Thanks for your response, i will try my best to go further in detail.
Thanks for linking to the blog article, to explain what you meant by “multi-repo approach”. (It’s not really a standard term outside of that article, in my experience.)
Suprised by that, i have seen it mentioned in a few different places. What is the standard term for this approach?
There’s a colon in an odd place in your S3 URL - is that colon after env
supposed to be there?
You said you have a state file for each repo, but the S3 URL, and pictured repository layout seem to contradict this - it implies you have a state file which is:
- specific to each environment (
prod
)
- specific to the top level directory within the
infrastructure
repo (rds
)
You’ve not mentioned how your environments (e.g. prod
) are represented in your current setup - please elaborate on that.

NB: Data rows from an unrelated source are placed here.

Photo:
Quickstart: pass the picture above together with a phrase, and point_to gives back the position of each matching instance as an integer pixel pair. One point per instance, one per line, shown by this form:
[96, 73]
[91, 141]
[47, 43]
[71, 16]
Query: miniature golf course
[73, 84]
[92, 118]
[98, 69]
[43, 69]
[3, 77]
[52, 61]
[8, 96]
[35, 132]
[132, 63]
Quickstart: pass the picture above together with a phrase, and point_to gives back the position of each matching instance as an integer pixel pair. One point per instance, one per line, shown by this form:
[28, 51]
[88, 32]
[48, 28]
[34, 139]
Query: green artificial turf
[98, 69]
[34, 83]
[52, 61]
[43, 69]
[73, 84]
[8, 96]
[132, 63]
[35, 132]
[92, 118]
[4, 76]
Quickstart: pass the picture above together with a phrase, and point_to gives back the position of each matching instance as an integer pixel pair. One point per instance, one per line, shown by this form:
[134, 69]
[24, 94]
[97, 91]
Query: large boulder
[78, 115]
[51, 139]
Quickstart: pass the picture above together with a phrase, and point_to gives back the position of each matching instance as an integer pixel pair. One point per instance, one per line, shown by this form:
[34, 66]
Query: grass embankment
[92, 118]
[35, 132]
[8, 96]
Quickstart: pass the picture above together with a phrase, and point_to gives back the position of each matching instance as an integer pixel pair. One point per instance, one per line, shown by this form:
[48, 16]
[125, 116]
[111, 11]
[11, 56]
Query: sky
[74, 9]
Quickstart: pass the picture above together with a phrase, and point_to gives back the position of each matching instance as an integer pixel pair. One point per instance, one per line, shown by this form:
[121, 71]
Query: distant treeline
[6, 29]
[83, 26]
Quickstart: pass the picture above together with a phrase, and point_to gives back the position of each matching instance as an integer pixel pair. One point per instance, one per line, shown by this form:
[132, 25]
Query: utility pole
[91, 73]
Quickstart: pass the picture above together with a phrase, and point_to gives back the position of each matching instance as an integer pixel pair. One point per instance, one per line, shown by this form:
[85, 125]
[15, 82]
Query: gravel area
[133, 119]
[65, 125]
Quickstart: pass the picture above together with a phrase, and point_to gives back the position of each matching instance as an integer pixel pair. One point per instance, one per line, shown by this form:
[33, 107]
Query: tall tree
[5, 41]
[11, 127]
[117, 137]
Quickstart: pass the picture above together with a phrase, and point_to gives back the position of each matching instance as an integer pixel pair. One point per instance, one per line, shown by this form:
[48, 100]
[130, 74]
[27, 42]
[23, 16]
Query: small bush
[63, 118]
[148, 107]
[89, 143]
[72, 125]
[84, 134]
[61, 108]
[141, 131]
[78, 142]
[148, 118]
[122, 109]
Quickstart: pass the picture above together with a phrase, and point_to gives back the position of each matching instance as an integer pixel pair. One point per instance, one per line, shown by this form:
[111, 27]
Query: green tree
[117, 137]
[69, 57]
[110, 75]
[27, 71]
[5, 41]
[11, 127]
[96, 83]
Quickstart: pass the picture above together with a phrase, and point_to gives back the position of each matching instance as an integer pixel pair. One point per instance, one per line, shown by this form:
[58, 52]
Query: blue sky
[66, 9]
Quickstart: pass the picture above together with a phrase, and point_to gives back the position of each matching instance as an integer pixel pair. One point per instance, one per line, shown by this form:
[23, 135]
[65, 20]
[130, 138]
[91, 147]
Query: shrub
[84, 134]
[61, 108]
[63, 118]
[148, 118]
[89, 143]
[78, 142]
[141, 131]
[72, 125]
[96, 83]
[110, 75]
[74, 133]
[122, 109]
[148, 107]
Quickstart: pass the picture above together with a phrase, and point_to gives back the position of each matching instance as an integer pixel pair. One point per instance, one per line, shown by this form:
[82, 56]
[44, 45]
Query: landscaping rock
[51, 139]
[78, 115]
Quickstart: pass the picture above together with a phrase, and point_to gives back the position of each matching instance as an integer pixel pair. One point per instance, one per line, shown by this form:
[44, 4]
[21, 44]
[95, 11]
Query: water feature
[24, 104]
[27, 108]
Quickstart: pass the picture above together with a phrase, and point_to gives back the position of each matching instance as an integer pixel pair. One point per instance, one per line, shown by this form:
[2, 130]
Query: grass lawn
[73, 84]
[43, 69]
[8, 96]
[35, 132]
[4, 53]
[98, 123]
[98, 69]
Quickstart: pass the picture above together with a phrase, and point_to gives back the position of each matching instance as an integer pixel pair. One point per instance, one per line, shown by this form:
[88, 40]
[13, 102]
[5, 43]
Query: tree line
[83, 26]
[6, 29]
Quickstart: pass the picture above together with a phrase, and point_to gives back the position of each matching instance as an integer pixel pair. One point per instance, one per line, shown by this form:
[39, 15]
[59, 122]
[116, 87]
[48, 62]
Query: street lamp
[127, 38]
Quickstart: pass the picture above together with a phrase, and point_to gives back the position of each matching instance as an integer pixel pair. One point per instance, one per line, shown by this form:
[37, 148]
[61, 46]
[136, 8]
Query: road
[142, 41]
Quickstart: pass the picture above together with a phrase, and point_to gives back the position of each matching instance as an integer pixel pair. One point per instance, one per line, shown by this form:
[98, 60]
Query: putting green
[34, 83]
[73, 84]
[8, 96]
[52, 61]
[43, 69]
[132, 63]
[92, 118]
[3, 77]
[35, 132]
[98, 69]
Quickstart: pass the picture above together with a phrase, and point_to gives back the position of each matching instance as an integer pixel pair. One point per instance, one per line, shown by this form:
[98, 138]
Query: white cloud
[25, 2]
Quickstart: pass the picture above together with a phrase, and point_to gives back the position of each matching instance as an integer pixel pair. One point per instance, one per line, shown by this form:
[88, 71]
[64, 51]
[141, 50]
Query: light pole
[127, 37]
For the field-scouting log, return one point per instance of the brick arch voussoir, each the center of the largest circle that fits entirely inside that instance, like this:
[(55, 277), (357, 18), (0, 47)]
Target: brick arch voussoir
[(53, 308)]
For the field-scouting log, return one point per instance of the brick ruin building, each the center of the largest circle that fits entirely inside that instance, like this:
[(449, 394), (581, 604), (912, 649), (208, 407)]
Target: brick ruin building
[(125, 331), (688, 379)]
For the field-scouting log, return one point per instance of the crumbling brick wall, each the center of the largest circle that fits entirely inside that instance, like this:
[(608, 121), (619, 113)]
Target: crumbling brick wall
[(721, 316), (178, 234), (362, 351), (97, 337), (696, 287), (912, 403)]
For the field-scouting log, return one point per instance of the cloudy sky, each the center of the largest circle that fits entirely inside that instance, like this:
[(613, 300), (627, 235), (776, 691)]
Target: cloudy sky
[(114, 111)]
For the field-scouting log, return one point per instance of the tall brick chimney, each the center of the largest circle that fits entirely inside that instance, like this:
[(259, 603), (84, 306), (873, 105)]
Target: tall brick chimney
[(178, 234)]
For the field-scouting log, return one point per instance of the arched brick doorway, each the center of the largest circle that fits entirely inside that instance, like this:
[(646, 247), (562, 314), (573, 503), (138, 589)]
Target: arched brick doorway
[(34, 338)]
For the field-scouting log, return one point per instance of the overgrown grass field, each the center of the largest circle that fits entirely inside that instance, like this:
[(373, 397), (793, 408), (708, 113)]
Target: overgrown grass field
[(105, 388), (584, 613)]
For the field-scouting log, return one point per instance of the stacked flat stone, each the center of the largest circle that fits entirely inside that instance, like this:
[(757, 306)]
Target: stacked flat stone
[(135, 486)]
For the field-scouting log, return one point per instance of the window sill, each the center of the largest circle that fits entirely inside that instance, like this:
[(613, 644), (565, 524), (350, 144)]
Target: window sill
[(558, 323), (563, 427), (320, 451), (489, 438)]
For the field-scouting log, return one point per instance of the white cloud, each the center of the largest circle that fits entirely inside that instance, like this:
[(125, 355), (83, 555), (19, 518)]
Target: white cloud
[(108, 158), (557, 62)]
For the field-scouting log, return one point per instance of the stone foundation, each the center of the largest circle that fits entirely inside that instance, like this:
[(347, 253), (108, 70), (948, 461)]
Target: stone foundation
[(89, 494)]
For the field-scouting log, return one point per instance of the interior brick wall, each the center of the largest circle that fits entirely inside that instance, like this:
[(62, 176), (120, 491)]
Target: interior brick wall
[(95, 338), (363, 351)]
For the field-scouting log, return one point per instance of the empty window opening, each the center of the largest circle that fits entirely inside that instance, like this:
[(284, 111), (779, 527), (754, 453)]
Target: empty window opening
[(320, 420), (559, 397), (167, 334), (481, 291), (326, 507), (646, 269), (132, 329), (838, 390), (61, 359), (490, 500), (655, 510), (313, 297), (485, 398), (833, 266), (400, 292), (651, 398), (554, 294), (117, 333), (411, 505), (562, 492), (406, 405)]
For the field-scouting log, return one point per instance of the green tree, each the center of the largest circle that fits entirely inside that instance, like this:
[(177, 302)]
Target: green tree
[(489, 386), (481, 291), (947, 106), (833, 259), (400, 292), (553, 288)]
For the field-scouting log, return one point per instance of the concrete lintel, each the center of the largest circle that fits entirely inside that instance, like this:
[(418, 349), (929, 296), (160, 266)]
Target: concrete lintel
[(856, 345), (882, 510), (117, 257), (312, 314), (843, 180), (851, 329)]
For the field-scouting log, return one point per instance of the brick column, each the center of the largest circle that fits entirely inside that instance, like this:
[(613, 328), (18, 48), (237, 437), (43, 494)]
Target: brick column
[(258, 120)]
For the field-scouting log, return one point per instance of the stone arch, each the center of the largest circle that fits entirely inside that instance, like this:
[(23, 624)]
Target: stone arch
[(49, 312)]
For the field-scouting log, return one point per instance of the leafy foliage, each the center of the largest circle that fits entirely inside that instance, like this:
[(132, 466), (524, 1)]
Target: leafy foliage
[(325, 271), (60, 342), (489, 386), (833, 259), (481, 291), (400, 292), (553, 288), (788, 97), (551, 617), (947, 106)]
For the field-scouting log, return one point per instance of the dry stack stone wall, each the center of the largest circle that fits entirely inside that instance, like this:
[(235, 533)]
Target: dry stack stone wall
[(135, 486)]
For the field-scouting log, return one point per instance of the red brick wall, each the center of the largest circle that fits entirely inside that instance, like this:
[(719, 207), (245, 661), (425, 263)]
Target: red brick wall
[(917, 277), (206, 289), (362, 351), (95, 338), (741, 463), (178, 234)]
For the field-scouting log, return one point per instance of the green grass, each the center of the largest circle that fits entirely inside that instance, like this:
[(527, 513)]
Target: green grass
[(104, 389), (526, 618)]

The url was copy and pasted directly from aws s3 console, it does contain that :
You are correct our state file is specific to a terraform workspace and the specific top level directory.
I did not think mentioning that we use workspaces was worth it, as to be honest its more of a “habbit” than anything else, after the init process we select a prod workspace terraform workspace select prod
.
We use it for “some” of our infrasturcutre to build a dev version of the resource, before prod to test new configurations. But we found workspaces are difficult to deal with when it comes to seperating environments. Its also one of the main attractions i see with “multi-repo” approach.
That might be a good idea - or it might not be. Which it is, depends a great deal on whether this module is a clearly thought out re-usable unit, or just “everything my project needs to do with RDS”.
The tf-module-rds will be a reusable unit to create aws rds instance including the cloudwatch alarms etc all built in terraform.
It also matters quite a bit how you use your prod
and dev
environments. Do all your changes to prod
, first pass through dev
, like a flowing pipeline? Or, are there likely to be things in dev
which are experiments that will never go to prod
? What about emergency changes in prod
that don’t necessarily go through dev
?
We test configurations in dev before prod. But we rarely do this, i anticipate this becoming more relevant in the future.
What do you anticipate living in this repository? Just a tiny configuration with a single module
block identifying a version in the tf-module-rds
repo? Or something more complex?
Exactly, i anticipate prod/main.tf to have a single module block identifying the version of tf-module-rds repo. Also having a dev/main.tf to have a module block identifying a different version of ts-module-rds
repo. Allows us to tset changes and see a clearer seperation than what we have with using terraform workspaces
.
The biggest thing I’d like to emphasise in response to your post, is this is not an all or nothing decision. I fully support the idea of storing re-usable modules that are separately versioned, and included in multiple other configurations, in their own Git repositories. On the other hand, if you have modules that are used exclusively in only one other repository, I would strongly question what anyone seeking to split them out was hoping to gain from that - and have merged Git repositories to undo that sort of separation.
You are correct a lot of these modules will only be used exclusively in only one other repository. But i believe
- having things separately versioned is the main attraction via tagging modules.
- being able to build ci /cd pipelines to automate and verify infrastructure changes other team members are making will be much easier if we have multiple repo’s,
- i can assign users specific permissions to modify one repo but not the other, if everything is togeather, all of our devs will have access to every infrastructure config.